The board agreed. "If current trading conditions were to be maintained throughout the remainder of the year then net earnings for the full year should be within this range," Deane told about 400 people at The Langham, Auckland.
However, the board hopes wants to pay out the same dividend of 48.5c a share, almost double the 2004 dividend of 25cps. Shares closed down 4c yesterday at $5.56.
Deane outlined extremely challenging times for Fletcher.
"We are meeting today in a period of profound economic and financial upheaval worldwide," he said, explaining a four-pronged strategy for the business which has divisions specialising in building products, distribution, infrastructure, laminates and panels, and steel.
"We are very conscious of the need to be prepared for ongoing demanding times by reducing costs vigorously, constraining capital expenditure, emphasising the vital importance of cash flow and maintaining a conservative balance sheet," Deane said.
Fletcher chief executive Jonathan Ling said staff levels were being cut, new projects were undertaken only if they had early payback, inventory was being aggressively managed and cost reductions were being pursued.
The company, which shed 600 workers between August and October, has a hiring freeze and Ling said times were tough.
Conditions in the New Zealand residential market softened but commercial and infrastructure markets had held up. Fletcher's Australian markets were weaker and the sub-prime mortgage crisis in the United States had an impact on Fletcher's Formica operations.
Ling said retail chain PlaceMakers was being hurt by New Zealand's housing downturn.
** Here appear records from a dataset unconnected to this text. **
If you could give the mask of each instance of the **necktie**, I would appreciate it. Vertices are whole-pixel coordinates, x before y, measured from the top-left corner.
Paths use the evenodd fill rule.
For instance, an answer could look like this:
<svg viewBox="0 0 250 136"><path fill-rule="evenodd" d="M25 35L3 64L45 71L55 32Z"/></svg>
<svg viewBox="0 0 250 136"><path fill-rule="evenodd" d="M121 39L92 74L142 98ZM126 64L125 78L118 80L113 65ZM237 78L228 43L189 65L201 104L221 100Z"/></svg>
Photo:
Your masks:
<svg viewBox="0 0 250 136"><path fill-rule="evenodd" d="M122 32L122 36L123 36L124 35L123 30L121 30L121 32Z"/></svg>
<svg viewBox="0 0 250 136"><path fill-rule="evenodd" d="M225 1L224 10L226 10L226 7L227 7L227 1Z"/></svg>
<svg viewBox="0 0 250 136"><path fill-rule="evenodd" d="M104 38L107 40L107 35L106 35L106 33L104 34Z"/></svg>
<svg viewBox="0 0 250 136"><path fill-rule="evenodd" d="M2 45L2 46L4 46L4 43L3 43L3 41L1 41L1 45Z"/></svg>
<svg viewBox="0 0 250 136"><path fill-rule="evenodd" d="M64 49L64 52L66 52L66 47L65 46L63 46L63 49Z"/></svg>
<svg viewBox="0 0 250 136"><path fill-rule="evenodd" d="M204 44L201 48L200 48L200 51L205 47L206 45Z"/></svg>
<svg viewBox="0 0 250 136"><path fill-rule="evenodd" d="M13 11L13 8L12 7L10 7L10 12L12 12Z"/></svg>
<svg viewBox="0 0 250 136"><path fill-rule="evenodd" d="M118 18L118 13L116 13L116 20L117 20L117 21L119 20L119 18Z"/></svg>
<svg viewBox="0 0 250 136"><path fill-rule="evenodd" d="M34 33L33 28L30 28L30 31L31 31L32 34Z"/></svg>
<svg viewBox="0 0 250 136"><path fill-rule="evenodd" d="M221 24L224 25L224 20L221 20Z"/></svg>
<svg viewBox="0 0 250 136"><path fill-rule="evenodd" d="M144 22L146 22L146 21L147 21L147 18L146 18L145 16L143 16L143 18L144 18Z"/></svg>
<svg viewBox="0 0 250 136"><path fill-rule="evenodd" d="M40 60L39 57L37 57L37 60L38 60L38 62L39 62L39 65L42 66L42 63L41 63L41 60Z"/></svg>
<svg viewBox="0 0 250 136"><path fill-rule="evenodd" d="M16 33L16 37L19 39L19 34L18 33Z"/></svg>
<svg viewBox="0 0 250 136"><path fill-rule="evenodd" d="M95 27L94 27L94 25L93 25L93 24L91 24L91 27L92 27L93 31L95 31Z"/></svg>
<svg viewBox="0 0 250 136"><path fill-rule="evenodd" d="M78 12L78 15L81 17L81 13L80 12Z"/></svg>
Sales were still growing but at a lower rate - just 2 per cent for the year compared to 11 per cent previously.
One shareholder demanded an apology for Fletcher's $1 billion Formica punt, saying the purchase at the height of the boom last year was extremely badly timed.
Deane said there was no intention of selling and Ling said 60 per cent of Formica's revenue came from Europe and Asia, so the business was not totally dependent on US fortunes.